This fantastic photo was posted by Hope Springs a Turtle. It is beautiful in itself as a composition of blue, grey and white in a room full of natural light. But it also showcases vintage photos in vintage bottles. And, no, Dusty Old Thing has no idea how “they got in there”. But it’s a great idea and we’re assuming that the photos are copies. The mantle, or shelf, is just perfect for this collection.
Isn’t this photo darling? It was posted by Mandy Alford who simply writes, “This is my Mum with two of her sisters.” You just know those little girls had a good time together!
Veronica Prior writes that this is her Grandparents’ wedding picture from 1901. They were Guy John Dobell and Marion Elsie Jebb. The bride and her two sisters were known as the “Three Belles of Brecon”. We are assuming that it Brecon, Wales and we can easily see why she was considered a belle. They are both elegant! Veronica also clues us in about the crease in his pants. “The pants press”, she writes, “was invented in 1892. Before that, you never see those creases in pants.”
Cindy Phillipps just writes “My Grandmother…” You can’t look at this very sweet photo without wondering what it took to get her to stand still long enough for the photo to be taken. She’s a beautiful little girl dressed in finery…like a doll!
Claire Vandenoever shared this photo. It’s of her family on a picnic in a eucalyptus grove in 1940. We think Claire is the little blond…. It shows well people dressed back then, even on a picnic… nice slacks for the ladies and a tie for the father.

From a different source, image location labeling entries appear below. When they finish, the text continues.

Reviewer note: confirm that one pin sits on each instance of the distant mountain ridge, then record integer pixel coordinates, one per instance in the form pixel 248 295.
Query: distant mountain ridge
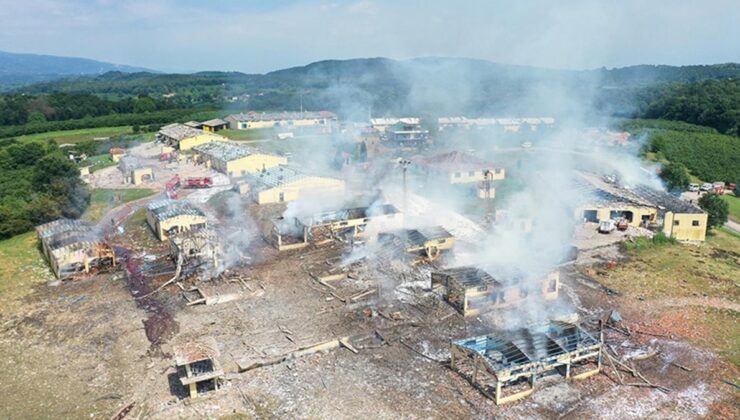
pixel 20 69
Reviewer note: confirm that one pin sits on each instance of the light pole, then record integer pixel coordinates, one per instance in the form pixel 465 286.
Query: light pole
pixel 404 167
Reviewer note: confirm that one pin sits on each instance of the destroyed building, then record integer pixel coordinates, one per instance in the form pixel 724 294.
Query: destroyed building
pixel 167 217
pixel 134 172
pixel 381 124
pixel 198 367
pixel 200 249
pixel 473 291
pixel 506 367
pixel 183 137
pixel 72 247
pixel 286 120
pixel 456 168
pixel 423 243
pixel 282 184
pixel 346 224
pixel 639 206
pixel 234 160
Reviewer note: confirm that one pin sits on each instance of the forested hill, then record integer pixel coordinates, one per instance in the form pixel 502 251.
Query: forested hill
pixel 380 86
pixel 21 69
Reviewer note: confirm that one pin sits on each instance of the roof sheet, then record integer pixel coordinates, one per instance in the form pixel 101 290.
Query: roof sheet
pixel 224 151
pixel 166 208
pixel 282 116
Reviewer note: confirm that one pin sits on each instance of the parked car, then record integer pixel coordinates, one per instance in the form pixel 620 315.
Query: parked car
pixel 607 226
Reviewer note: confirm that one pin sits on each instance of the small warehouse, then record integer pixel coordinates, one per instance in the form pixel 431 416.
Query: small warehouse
pixel 73 248
pixel 281 184
pixel 640 206
pixel 198 367
pixel 183 137
pixel 134 172
pixel 234 160
pixel 282 120
pixel 473 291
pixel 424 243
pixel 167 217
pixel 323 227
pixel 511 363
pixel 456 168
pixel 200 249
pixel 681 220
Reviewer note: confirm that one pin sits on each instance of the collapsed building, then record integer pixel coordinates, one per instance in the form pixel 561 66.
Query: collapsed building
pixel 198 367
pixel 281 184
pixel 72 247
pixel 422 244
pixel 473 291
pixel 167 217
pixel 200 249
pixel 182 137
pixel 513 362
pixel 346 224
pixel 639 206
pixel 134 172
pixel 234 160
pixel 505 124
pixel 456 168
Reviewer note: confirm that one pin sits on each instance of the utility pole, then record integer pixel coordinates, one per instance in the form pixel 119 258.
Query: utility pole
pixel 488 178
pixel 404 167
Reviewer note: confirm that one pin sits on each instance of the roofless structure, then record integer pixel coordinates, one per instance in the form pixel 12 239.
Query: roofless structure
pixel 513 362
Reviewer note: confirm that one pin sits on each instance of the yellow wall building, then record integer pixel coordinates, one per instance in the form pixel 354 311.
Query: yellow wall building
pixel 685 226
pixel 184 137
pixel 167 217
pixel 282 184
pixel 234 160
pixel 286 120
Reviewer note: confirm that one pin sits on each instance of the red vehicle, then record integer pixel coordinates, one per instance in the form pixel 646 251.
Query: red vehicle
pixel 204 182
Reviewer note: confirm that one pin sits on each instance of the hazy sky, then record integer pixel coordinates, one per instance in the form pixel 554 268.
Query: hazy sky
pixel 259 36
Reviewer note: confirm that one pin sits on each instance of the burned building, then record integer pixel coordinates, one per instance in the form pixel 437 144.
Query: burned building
pixel 346 224
pixel 167 217
pixel 200 249
pixel 461 169
pixel 513 362
pixel 473 291
pixel 134 172
pixel 198 367
pixel 281 184
pixel 424 243
pixel 72 247
pixel 234 160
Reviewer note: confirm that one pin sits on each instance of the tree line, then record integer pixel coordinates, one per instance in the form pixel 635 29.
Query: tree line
pixel 38 184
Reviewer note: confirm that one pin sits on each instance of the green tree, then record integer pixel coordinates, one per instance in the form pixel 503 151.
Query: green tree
pixel 675 176
pixel 716 207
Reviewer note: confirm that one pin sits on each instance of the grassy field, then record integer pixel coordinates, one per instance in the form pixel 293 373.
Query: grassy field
pixel 676 270
pixel 102 200
pixel 734 203
pixel 75 136
pixel 696 285
pixel 21 267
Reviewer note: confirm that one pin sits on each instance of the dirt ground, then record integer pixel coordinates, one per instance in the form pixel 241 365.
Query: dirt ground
pixel 86 348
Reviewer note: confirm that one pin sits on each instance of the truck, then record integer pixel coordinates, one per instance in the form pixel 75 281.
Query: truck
pixel 202 182
pixel 607 226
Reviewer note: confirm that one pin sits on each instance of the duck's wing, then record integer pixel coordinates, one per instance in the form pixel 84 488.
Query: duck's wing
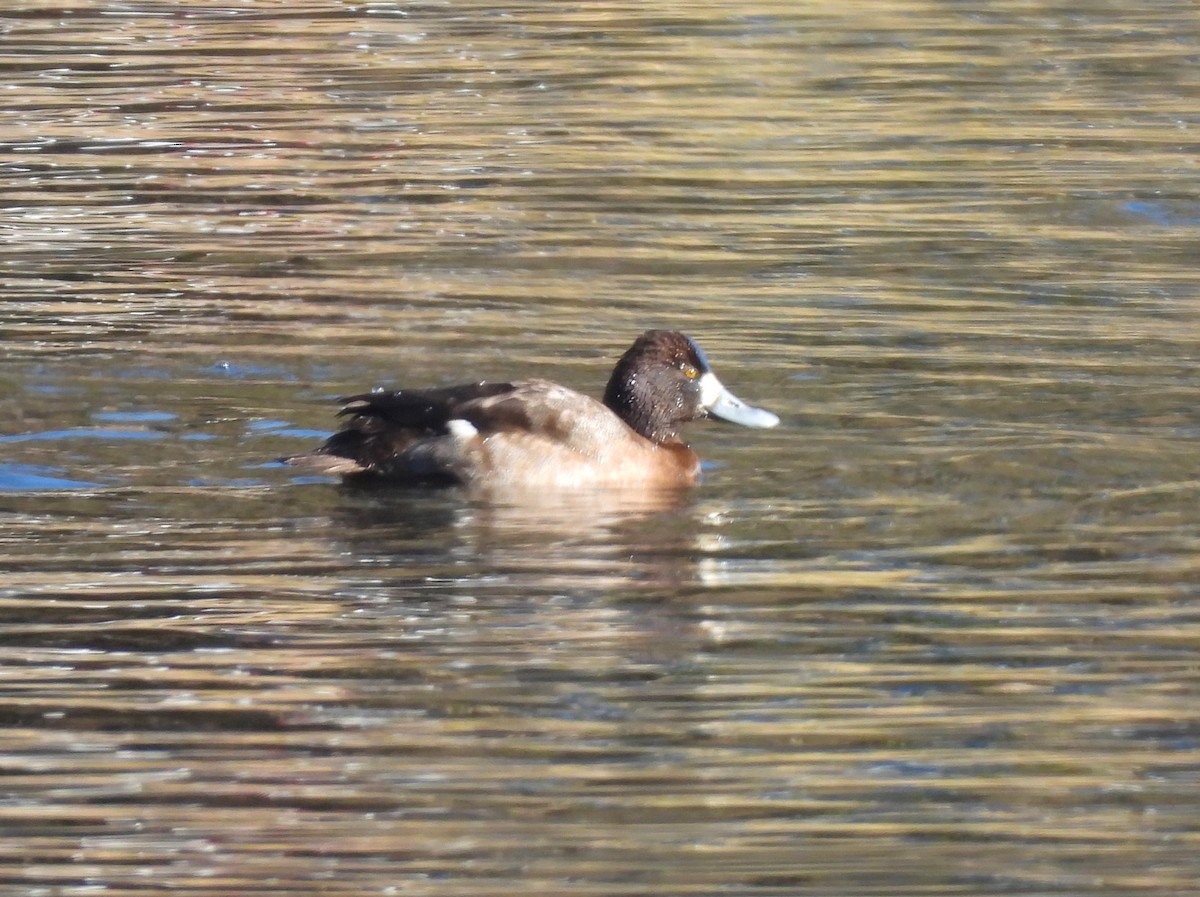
pixel 439 434
pixel 396 433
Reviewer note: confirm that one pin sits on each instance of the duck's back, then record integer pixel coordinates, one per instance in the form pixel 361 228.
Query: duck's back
pixel 523 434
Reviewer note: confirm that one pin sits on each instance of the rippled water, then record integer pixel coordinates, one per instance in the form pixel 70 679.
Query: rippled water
pixel 936 633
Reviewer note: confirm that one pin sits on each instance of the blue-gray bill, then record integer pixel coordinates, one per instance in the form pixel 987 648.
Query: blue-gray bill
pixel 724 404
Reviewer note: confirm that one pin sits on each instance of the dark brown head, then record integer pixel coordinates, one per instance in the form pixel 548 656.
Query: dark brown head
pixel 664 381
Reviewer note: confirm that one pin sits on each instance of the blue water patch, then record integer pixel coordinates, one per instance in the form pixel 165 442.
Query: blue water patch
pixel 28 477
pixel 1164 215
pixel 229 368
pixel 285 428
pixel 133 416
pixel 83 433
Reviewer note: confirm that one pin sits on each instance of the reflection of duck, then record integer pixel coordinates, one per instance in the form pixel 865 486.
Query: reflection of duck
pixel 535 434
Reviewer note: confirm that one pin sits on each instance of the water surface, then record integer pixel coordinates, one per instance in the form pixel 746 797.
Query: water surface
pixel 934 634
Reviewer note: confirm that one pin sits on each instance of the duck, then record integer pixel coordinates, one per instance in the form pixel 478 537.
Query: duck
pixel 535 434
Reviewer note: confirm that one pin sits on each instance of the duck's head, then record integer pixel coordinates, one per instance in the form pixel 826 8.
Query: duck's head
pixel 664 381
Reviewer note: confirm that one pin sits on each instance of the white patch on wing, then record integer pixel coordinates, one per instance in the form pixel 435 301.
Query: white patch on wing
pixel 460 428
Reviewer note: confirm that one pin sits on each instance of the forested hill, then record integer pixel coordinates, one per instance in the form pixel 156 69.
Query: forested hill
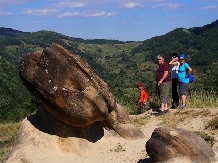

And, finally, we wanted to end this afternoon with the workshop of C.W. Fain in 1908. The photo was posted by Amy Tipton who has been so good as to have shared with our readers recently two of the furniture pieces that he made in North Carolina. Amy is a Great-Granddaughter. He is standing under the window. His wife, Lydia Haskett Fain, is on the far left. He was a logger who ran his own sawmill. In bad weather he made his own furniture. This photo is nice to see some of the equipment used at that time. Mr. Fain died in an logging accident in the 1920’s.